POLSC 321:
AMERICAN POLITICAL THOUGHT II
The purpose of this course is to better
understand the ideas that have animated American
political thought from the late nineteenth
century to today. The twentieth century has been
described by one scholar as a “great
contest for the American soul between two strongly opposed
conceptions of justice…The American
people remain deeply divided, not just among themselves
but also within themselves, over which of the
two fundamentally opposed conceptions of justice
is right.” The political principles of
the American Founding, influenced by Lockean social
compact theory and British constitutionalism,
had shaped and guided American political
institutions until well into the nineteenth
century. Those principles were challenged and rejected
by American Progressivism, which derived its
fundamental tenets from post-Lockean European
sources.

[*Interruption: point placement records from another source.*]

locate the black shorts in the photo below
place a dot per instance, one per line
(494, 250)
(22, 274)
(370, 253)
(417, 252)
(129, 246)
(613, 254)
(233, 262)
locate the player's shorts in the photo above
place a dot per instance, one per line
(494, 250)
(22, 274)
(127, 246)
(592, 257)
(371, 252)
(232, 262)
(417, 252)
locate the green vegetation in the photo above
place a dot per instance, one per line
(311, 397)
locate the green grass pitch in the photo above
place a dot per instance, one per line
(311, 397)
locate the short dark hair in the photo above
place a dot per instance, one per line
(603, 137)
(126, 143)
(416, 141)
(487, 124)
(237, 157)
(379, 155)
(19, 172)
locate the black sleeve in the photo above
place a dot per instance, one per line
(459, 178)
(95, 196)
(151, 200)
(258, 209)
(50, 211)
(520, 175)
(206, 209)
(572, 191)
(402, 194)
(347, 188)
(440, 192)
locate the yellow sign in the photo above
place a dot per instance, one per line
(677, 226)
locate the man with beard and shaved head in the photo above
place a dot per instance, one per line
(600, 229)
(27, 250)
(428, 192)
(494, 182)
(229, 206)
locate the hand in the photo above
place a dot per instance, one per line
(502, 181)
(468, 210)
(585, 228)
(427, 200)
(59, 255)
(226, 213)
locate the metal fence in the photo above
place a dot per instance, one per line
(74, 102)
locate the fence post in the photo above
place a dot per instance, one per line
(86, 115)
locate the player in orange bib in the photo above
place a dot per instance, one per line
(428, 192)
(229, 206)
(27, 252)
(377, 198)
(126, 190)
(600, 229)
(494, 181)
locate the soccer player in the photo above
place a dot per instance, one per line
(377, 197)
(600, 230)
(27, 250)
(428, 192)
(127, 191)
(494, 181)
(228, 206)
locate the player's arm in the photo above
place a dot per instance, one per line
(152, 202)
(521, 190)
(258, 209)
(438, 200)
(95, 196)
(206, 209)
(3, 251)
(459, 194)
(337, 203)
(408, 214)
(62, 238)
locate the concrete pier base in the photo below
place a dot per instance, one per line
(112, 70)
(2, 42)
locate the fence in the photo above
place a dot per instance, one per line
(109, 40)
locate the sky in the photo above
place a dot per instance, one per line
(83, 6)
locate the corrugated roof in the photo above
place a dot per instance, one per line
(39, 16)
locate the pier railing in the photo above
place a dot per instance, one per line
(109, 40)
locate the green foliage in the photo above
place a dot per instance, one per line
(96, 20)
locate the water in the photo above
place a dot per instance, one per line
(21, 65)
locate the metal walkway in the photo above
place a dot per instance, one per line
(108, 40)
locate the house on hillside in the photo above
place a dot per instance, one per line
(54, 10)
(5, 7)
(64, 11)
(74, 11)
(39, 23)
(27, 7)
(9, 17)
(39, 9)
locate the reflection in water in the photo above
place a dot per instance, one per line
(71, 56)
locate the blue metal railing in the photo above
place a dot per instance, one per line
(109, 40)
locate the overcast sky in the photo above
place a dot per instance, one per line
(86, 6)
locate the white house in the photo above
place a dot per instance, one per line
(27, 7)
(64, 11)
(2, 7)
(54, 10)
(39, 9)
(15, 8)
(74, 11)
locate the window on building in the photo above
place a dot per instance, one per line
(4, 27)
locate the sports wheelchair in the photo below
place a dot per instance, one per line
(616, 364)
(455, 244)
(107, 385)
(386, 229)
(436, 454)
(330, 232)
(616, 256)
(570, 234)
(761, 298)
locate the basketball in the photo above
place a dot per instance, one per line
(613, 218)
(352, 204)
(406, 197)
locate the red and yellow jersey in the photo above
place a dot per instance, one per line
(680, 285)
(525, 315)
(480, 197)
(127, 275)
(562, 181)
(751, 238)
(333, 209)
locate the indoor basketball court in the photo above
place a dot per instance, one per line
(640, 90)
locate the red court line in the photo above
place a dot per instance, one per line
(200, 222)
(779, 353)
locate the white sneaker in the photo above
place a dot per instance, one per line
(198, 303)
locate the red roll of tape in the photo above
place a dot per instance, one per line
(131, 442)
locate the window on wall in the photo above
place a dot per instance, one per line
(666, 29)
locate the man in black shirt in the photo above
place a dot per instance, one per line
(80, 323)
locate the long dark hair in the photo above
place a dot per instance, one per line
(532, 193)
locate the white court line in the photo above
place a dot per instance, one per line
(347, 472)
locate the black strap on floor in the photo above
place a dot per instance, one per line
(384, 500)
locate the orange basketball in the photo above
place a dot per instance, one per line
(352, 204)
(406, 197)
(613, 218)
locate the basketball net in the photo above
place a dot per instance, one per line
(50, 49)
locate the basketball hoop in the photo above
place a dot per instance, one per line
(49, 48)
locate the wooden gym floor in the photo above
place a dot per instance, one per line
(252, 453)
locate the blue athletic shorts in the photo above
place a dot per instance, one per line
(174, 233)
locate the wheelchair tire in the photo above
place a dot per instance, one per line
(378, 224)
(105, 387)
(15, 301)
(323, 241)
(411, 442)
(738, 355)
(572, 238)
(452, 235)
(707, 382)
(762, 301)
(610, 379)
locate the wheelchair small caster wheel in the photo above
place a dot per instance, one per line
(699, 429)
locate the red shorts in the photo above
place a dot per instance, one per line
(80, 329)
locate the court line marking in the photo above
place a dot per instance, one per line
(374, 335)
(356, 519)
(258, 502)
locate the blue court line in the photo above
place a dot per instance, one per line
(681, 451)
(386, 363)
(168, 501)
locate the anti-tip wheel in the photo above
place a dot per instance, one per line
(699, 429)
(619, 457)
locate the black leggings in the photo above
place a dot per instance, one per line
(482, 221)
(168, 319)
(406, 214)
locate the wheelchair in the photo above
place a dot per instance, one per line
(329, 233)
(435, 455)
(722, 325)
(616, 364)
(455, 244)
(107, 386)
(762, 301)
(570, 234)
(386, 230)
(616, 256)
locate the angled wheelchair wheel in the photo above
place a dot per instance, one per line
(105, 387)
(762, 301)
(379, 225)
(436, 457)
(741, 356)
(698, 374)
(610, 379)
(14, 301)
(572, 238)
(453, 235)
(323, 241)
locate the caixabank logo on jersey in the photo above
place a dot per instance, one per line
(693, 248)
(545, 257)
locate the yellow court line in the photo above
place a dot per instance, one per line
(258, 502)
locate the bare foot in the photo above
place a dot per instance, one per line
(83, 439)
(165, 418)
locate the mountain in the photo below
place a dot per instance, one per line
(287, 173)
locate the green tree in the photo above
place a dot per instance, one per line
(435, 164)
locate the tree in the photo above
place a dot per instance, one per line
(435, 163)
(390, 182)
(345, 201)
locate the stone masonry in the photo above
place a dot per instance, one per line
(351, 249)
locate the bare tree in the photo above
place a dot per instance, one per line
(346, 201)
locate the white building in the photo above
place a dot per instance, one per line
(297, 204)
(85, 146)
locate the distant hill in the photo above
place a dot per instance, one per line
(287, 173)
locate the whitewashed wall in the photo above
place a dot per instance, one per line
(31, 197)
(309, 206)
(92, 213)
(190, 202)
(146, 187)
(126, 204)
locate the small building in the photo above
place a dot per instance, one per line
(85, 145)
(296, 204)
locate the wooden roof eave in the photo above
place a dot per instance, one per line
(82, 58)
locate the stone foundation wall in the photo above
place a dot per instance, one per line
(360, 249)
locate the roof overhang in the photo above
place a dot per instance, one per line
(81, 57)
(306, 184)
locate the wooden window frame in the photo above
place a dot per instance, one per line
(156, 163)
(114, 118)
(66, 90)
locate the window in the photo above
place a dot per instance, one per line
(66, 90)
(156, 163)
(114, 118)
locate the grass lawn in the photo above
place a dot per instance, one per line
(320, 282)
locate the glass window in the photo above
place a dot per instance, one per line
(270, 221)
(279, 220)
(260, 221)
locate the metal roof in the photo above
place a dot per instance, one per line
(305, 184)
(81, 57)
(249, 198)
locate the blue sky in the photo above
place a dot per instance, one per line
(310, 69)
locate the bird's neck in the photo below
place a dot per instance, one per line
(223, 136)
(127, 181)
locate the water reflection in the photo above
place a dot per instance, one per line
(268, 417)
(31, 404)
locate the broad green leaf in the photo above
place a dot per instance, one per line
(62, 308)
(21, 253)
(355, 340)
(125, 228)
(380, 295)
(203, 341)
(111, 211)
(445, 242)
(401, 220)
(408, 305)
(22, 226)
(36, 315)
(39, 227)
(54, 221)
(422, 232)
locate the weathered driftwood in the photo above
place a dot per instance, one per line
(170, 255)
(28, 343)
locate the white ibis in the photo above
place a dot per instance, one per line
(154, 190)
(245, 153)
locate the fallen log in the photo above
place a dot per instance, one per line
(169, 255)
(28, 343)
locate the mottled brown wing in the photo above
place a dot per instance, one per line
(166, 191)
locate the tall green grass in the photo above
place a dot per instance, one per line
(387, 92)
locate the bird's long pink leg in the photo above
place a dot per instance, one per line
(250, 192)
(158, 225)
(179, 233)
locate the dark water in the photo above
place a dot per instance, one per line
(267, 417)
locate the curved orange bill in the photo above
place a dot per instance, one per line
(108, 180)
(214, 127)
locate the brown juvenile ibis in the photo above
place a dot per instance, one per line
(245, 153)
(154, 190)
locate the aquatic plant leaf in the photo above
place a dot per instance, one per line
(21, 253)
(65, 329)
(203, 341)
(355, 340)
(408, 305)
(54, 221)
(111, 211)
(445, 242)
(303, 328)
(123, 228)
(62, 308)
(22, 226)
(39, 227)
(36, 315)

As another scholar has recently written:
Anyone seeking to understand American
politics today must realize that our
politics is made up of an uneasy mixture of
ideas, institutions and policies that
were spawned by two fundamentally different
philosophical schools of thought.
While virtually all scholars acknowledge the
significant role the Founders’
understanding of Lockean social compact
theory played in the formation of
American politics…relatively few
scholars are sensitive to the equally significant
role nineteenth century German idealism
played in the reformation of American
politics in the late nineteenth and twentieth
centuries.
Our goal in this course, then, is to engage
in serious thought, inquiry and discussion on American
politics from the late nineteenth century to
today, in order to see how contemporary American
political
thought is dually influenced by the American Founding and by Progressivism.